Scientists are elated given the imagery and other data relayed to Earth during NASA’s Stardust-New Exploration of Tempel 1 (Stardust-NExT) February 14 flyby of a previously visited comet.
“This mission is 100 percent successful,” said Joe Veverka, Stardust-NExT principal investigator of Cornell University, Ithaca, New York. “We saw a lot of new things that we didn’t expect, and we’ll be working hard to figure out what Tempel 1 is trying to tell us.”
Scientists unveiled side by side images showing the before-and-after comparison of the part of comet Tempel 1 that was hit by the impactor unleashed from NASA’s Deep Impact spacecraft several years ago.
The left-hand image (above) is a composite made from images obtained by Deep Impact in July 2005. The right-hand image shows arrows identifying the rim of the crater caused by the impactor.

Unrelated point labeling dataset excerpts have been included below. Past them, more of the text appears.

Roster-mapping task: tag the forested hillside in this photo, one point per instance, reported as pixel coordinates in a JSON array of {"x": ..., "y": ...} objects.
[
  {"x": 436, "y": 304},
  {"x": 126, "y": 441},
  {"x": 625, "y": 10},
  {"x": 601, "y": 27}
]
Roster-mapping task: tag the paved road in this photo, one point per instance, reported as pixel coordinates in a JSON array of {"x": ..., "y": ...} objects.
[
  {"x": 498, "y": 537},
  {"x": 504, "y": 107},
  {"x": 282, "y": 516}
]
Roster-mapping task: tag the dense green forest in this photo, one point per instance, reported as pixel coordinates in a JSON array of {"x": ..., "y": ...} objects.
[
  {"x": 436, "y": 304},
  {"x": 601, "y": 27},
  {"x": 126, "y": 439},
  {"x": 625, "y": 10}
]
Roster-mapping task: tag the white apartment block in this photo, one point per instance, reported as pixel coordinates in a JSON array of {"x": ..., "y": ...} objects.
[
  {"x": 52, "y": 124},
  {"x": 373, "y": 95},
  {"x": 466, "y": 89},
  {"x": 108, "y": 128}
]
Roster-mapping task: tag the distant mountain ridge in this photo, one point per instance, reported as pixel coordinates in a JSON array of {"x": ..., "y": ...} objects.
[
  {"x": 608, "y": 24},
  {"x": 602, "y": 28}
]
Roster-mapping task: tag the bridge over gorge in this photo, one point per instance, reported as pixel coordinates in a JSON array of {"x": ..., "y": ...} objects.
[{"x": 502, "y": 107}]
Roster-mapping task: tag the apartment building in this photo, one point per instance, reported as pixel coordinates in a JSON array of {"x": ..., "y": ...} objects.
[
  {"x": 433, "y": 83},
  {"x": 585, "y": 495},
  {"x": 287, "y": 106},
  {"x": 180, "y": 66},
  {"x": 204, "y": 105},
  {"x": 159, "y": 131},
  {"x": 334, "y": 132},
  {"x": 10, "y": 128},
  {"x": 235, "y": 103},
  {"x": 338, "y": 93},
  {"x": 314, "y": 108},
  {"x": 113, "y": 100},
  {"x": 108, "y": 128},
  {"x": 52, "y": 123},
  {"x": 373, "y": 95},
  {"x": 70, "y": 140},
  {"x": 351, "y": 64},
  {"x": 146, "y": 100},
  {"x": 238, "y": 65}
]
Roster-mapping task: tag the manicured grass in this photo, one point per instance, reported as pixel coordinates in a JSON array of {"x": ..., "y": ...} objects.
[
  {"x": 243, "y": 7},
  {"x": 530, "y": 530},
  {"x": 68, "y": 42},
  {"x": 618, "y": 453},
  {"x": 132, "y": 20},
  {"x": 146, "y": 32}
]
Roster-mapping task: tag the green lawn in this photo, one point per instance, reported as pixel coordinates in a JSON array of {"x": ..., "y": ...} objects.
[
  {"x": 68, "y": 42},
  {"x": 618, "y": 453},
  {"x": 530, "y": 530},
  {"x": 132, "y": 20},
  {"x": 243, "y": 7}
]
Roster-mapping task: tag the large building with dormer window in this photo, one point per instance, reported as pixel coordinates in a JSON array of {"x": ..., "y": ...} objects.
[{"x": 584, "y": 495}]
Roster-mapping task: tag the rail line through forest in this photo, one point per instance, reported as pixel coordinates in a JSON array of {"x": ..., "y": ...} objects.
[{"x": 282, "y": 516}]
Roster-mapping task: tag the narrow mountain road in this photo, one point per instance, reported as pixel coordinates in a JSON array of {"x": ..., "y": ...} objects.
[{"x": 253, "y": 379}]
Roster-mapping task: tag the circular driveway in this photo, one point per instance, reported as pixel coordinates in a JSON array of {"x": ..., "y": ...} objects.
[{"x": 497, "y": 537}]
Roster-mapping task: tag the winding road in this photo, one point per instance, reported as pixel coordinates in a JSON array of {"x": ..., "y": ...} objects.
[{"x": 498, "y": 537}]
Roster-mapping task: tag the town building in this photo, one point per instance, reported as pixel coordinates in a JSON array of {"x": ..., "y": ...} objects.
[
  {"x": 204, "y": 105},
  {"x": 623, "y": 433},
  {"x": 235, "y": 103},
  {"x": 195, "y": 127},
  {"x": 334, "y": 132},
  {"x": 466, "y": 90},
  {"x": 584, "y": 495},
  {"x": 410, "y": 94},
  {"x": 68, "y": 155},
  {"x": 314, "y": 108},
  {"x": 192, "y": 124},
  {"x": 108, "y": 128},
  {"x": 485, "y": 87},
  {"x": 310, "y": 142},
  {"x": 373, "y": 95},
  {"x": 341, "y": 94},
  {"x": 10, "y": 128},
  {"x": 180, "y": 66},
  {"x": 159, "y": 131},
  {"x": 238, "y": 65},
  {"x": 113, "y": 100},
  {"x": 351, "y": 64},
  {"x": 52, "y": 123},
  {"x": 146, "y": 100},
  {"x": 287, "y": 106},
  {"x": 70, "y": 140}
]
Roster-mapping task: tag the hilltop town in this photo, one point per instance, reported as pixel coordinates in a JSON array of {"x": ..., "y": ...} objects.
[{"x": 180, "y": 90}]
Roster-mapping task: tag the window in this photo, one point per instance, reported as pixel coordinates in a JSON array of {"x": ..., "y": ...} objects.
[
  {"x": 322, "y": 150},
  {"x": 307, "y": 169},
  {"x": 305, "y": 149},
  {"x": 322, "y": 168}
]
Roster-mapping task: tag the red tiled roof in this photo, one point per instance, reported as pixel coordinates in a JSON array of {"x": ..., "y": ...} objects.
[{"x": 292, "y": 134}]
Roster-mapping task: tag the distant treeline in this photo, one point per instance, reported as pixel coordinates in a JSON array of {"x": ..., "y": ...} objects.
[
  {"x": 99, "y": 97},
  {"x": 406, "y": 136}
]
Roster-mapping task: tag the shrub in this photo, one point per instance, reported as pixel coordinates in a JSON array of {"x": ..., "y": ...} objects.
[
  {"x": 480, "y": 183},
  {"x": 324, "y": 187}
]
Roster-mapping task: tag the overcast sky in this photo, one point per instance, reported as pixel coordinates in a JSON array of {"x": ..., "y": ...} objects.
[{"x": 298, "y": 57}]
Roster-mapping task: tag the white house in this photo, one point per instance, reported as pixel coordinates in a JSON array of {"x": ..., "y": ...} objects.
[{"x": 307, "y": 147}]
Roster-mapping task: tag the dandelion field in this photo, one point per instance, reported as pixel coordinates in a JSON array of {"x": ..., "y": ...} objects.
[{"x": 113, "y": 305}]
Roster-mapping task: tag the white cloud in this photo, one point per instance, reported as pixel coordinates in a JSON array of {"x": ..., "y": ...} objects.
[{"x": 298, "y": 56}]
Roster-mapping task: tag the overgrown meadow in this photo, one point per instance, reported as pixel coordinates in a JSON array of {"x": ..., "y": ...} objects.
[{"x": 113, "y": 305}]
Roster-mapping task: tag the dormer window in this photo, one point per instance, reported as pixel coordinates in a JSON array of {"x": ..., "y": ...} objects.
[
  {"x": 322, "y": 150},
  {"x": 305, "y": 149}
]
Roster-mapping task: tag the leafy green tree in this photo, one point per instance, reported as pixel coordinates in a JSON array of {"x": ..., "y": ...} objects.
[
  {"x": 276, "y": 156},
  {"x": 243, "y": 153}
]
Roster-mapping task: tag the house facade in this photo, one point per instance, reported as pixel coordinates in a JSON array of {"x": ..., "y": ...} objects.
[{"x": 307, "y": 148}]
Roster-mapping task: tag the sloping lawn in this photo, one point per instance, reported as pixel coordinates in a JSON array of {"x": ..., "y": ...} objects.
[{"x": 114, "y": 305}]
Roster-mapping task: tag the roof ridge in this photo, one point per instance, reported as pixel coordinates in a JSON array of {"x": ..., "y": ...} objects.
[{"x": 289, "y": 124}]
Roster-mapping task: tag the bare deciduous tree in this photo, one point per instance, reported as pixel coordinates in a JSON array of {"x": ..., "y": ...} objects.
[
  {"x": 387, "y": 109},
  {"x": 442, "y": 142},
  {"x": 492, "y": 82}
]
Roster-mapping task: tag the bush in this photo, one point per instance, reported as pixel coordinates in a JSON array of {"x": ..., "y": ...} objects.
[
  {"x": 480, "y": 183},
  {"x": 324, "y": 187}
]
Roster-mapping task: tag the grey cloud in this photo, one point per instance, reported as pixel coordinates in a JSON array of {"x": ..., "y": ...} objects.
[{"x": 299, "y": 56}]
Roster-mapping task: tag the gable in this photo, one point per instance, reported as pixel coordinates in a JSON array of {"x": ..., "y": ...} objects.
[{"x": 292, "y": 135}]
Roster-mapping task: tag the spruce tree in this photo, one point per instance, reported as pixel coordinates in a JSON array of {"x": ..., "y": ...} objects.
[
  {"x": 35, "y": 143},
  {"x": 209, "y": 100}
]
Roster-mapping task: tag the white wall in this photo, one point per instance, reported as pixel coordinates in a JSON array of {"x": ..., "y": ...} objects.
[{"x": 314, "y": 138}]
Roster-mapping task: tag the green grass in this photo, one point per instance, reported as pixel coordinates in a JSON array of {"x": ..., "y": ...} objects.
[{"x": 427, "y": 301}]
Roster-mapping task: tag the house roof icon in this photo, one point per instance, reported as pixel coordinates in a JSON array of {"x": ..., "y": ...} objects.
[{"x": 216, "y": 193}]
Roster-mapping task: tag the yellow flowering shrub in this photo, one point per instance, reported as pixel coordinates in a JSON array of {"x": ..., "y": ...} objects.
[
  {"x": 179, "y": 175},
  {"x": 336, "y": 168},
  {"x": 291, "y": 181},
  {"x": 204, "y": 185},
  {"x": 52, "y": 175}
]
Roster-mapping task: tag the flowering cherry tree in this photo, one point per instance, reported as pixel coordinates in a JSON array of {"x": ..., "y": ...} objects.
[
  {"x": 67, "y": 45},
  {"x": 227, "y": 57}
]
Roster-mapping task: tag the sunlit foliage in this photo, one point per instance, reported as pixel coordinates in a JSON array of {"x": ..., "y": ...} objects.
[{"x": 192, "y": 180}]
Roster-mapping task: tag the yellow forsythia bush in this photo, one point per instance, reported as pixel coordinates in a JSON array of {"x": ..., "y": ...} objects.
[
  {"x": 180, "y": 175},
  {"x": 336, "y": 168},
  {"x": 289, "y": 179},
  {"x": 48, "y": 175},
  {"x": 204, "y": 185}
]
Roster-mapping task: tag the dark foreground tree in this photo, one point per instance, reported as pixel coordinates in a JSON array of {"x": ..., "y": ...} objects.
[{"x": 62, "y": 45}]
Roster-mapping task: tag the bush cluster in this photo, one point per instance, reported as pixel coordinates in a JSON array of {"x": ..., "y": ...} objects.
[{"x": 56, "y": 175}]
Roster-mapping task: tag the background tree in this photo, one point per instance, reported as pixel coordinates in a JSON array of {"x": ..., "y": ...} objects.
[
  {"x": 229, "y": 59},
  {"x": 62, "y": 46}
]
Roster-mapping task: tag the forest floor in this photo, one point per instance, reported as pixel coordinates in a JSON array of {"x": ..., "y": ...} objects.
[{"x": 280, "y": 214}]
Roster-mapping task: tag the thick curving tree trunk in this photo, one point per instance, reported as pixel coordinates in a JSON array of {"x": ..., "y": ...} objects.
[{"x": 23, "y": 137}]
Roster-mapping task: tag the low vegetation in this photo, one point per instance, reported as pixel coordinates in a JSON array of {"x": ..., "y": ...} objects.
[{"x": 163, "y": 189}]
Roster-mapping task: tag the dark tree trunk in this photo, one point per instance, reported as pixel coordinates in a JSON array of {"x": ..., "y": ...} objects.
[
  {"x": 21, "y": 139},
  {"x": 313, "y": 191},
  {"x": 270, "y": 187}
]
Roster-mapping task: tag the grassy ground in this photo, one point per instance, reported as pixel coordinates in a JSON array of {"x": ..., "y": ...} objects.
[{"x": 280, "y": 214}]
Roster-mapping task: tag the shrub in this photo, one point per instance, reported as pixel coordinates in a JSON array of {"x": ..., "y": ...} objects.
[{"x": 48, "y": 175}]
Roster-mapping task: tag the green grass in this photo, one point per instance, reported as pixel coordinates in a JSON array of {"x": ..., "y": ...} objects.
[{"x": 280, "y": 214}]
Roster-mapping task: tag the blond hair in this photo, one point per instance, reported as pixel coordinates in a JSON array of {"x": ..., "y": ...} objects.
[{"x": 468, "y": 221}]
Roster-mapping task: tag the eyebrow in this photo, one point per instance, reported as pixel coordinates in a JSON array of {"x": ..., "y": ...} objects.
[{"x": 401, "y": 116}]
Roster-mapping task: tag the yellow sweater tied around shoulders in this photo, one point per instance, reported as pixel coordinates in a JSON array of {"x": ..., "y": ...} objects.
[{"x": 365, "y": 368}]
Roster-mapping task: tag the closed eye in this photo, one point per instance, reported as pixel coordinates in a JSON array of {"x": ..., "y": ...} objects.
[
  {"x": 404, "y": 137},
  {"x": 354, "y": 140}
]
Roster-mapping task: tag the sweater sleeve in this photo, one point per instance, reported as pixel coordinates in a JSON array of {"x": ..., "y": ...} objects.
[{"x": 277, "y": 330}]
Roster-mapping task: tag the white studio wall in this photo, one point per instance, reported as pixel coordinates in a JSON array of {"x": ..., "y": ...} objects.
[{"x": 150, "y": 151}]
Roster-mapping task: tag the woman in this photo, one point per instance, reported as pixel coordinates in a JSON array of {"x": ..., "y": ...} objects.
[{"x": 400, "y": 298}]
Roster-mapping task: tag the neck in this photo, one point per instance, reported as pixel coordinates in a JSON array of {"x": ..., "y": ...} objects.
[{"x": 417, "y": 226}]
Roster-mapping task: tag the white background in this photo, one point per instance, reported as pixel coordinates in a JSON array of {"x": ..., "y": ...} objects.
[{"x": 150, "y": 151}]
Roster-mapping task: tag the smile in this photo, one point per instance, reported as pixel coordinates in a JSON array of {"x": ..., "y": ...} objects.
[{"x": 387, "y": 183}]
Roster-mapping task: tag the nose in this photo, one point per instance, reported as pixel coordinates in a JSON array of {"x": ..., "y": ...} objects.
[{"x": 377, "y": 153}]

The crater is estimated to be 500 feet (150 meters) in diameter. This image also shows a brighter mound in the center of the crater likely created when material from the impact fell back into the crater.
“We see a crater with a small mound in the center, and it appears that some of the ejecta went up and came right back down,” said Pete Schultz of Brown University, Providence, R.I. “This tells us this cometary nucleus is fragile and weak based on how subdued the crater is we see today.”